In the popular imagination of the West, Lebanon is most often invoked as a place of ruin and strife, not romance and enchantment. The feature film debut of filmmaker Chloé Mazlo, ‘Skies of Lebanon’, includes an intriguing pendulum swing of the performance.
Starring Italian actress Alba Rohrwacher, the film opens in 1977, when Alice, her character, leaves the country. On board a ship she begins to write a letter. In the first of many visual surprises, the film switches from mode to stop-motion animation, as Alice recounts a haunted childhood in 1950s Switzerland. After her training as an au pair, she goes as far from home as possible for an assignment: to Beirut.
The Lebanese capital is depicted here via diorama-esque frames with vintage photographs as the backdrop. The effect is a storybook. So for a while, Alice takes her baby to a small cafe every day, and there she meets Joseph (Wajdi Mouawad), a charming rocket engineer whom she will fall in love with and marry.

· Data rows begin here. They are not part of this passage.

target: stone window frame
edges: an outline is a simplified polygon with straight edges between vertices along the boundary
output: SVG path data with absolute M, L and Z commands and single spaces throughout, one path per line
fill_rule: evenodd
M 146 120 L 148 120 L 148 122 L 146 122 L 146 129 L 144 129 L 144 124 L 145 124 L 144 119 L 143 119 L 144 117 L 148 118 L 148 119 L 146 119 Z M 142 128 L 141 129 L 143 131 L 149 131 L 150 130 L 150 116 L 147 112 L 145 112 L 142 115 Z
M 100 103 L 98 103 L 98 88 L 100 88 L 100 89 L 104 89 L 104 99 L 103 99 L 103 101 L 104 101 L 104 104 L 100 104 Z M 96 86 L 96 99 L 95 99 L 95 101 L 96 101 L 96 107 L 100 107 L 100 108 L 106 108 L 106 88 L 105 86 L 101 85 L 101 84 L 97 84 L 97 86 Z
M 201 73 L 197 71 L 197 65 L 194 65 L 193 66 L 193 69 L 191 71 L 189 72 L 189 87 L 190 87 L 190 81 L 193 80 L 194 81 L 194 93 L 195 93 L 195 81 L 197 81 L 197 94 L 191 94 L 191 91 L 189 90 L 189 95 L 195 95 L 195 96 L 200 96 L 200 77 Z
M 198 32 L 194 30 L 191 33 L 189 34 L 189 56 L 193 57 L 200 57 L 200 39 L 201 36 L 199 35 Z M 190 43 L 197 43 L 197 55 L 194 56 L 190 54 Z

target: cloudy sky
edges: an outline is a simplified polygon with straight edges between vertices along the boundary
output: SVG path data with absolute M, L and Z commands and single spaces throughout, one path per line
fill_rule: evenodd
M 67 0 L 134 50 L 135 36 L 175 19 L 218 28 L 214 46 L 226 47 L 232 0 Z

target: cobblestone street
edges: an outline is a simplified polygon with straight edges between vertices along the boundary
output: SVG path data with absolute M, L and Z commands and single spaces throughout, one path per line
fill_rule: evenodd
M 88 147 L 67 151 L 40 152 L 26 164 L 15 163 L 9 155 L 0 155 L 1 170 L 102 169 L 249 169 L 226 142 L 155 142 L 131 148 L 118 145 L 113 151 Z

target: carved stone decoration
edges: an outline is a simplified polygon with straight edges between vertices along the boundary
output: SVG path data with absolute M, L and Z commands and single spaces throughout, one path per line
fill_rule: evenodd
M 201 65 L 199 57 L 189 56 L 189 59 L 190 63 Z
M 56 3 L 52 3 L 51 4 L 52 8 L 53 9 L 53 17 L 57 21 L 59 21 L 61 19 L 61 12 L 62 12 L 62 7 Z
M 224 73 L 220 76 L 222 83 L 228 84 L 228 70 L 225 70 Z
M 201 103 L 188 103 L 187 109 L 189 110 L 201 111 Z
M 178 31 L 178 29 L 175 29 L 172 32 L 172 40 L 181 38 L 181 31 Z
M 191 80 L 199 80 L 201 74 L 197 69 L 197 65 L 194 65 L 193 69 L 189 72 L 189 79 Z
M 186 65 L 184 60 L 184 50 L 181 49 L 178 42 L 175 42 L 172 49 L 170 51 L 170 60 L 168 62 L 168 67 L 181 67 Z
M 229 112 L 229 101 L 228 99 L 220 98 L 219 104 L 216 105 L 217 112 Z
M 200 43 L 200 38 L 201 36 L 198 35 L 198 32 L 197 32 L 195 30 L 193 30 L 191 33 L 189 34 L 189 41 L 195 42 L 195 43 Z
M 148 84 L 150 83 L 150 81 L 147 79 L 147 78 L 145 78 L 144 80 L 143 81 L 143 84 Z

Their life is beautiful, for a while. Alice’s extended family is delightful and the couple’s daughter, Mona, is sensitive and talented. The way the film deals with the civil war tearing Lebanon apart and ultimately shattering Alice’s world is mixed. The depiction of ordinary people trying to isolate themselves from civil war (a scene where, for example, a pajama party is interrupted by an air raid) is sharp. Showing the warring faction as two small gangs on a street corner — separated by a pile of sandbags, with fighters costumed in masks and in one case a feather boa — feels slippery. However, the candor of the film ultimately wins the day.
Skies of Lebanon
Not judged. In French, with subtitles. Running time: 1 hour 32 minutes. In theatres.